The boring strategy works: issue short-lived client certificates and rotate them.

If a device is lost, create a new CA, issue fresh certs, update Caddy, and remove trust for the old CA. For three homelab devices, that is still faster than debugging a broken SSO flow.

If you need per-user revocation, audit trails, groups, and policy, use Authentik, Authelia, or a VPN mesh. mTLS is a sharp little tool, not an identity platform.

My current rule

If an app is public, it gets normal HTTPS, app auth, updates, and monitoring.

If an app is private and browser-based, it gets Caddy client certificates.

If an app controls servers or sensitive data, it goes behind a VPN first.

That split has made my setup calmer. Fewer exposed login pages. Fewer bot requests reaching containers. Fewer “why is this random IP trying Laravel paths on my Grafana box?” moments.

And the best part: once the certificate is installed, day-to-day use feels invisible. You open the site, the browser presents the cert, and Caddy lets you through.

That is exactly the kind of security I like. Annoying for attackers, boring for me.

FAQ

Is mTLS better than a VPN?

No. It solves a different problem. mTLS protects access to a specific HTTPS site. A VPN protects network access more broadly. For serious server administration, use a VPN.

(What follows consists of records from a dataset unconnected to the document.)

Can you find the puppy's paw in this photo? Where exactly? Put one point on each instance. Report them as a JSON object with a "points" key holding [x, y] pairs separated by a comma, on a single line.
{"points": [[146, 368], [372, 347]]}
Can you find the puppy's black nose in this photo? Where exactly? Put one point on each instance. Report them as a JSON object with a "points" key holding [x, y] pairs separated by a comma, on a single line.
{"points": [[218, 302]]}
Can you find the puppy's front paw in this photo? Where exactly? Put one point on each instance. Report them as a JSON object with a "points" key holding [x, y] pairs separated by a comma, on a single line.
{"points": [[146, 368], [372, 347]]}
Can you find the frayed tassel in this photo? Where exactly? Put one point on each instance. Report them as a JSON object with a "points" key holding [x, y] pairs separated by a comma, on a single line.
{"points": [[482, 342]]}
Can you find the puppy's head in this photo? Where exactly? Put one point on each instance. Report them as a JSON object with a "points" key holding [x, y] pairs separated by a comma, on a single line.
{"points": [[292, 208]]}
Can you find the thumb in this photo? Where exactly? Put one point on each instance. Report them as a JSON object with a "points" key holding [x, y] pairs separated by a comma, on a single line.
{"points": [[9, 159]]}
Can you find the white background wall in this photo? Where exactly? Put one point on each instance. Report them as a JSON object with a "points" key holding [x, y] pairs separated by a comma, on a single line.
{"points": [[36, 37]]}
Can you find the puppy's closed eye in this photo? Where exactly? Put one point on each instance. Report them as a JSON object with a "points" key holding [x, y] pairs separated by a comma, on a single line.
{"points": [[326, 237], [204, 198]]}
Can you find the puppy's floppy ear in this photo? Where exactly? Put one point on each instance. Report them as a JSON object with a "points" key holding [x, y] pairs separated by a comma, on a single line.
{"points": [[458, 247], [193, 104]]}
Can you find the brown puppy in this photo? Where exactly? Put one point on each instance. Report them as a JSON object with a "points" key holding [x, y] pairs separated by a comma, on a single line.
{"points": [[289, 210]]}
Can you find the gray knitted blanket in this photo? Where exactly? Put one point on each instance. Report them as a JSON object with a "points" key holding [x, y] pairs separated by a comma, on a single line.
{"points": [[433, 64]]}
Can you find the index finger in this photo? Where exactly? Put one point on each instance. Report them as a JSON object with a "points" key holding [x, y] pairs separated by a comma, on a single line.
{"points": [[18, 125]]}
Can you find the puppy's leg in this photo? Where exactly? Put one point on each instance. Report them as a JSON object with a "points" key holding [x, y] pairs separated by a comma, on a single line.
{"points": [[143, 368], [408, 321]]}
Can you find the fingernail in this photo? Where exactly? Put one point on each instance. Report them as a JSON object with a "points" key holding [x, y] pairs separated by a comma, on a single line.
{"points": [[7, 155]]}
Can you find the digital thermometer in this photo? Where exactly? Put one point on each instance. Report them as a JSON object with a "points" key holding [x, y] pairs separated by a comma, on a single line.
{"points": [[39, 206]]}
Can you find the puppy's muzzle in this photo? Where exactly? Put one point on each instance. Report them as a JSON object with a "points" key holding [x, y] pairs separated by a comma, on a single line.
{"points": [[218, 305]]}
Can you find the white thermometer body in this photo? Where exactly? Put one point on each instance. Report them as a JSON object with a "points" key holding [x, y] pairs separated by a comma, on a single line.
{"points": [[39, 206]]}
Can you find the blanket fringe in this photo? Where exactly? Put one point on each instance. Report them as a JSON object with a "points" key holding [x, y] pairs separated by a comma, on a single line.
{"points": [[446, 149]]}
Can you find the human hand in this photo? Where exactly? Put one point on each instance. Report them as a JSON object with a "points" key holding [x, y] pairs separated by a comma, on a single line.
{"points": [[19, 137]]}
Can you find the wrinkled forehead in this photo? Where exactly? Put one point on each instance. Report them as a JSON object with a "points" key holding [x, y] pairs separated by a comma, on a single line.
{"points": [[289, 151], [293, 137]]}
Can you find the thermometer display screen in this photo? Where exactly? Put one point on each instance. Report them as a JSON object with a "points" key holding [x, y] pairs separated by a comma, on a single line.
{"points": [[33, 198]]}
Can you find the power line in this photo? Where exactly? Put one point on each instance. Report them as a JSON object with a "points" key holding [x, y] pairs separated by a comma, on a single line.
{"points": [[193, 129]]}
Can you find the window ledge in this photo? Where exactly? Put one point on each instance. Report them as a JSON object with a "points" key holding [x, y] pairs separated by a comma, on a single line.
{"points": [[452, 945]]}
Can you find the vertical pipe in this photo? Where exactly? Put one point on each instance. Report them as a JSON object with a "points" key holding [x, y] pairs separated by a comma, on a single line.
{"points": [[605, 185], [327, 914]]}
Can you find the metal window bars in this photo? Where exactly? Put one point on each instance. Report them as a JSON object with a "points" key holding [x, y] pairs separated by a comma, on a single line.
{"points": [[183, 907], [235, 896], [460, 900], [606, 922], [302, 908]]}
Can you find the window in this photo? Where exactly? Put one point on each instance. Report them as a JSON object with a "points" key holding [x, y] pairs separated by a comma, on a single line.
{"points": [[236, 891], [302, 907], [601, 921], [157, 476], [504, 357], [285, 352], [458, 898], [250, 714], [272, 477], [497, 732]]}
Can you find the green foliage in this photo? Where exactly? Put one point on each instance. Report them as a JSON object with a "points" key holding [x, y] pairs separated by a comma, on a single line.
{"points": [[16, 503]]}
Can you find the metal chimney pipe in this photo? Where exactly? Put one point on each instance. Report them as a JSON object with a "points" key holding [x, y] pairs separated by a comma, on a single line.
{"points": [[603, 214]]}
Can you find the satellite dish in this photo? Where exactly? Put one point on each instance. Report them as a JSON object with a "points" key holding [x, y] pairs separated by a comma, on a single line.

Can I use this with Nginx or Traefik?

Yes, both can do client certificate authentication. I use Caddy here because the config is wonderfully small and automatic HTTPS is built in.

Absolutely not. Keep the app login. Layers are the point.

What should I do next?

Pick one low-risk private subdomain and test mTLS there. Once it works, move your boring-but-private dashboards behind it. Then decide which services deserve VPN-only access.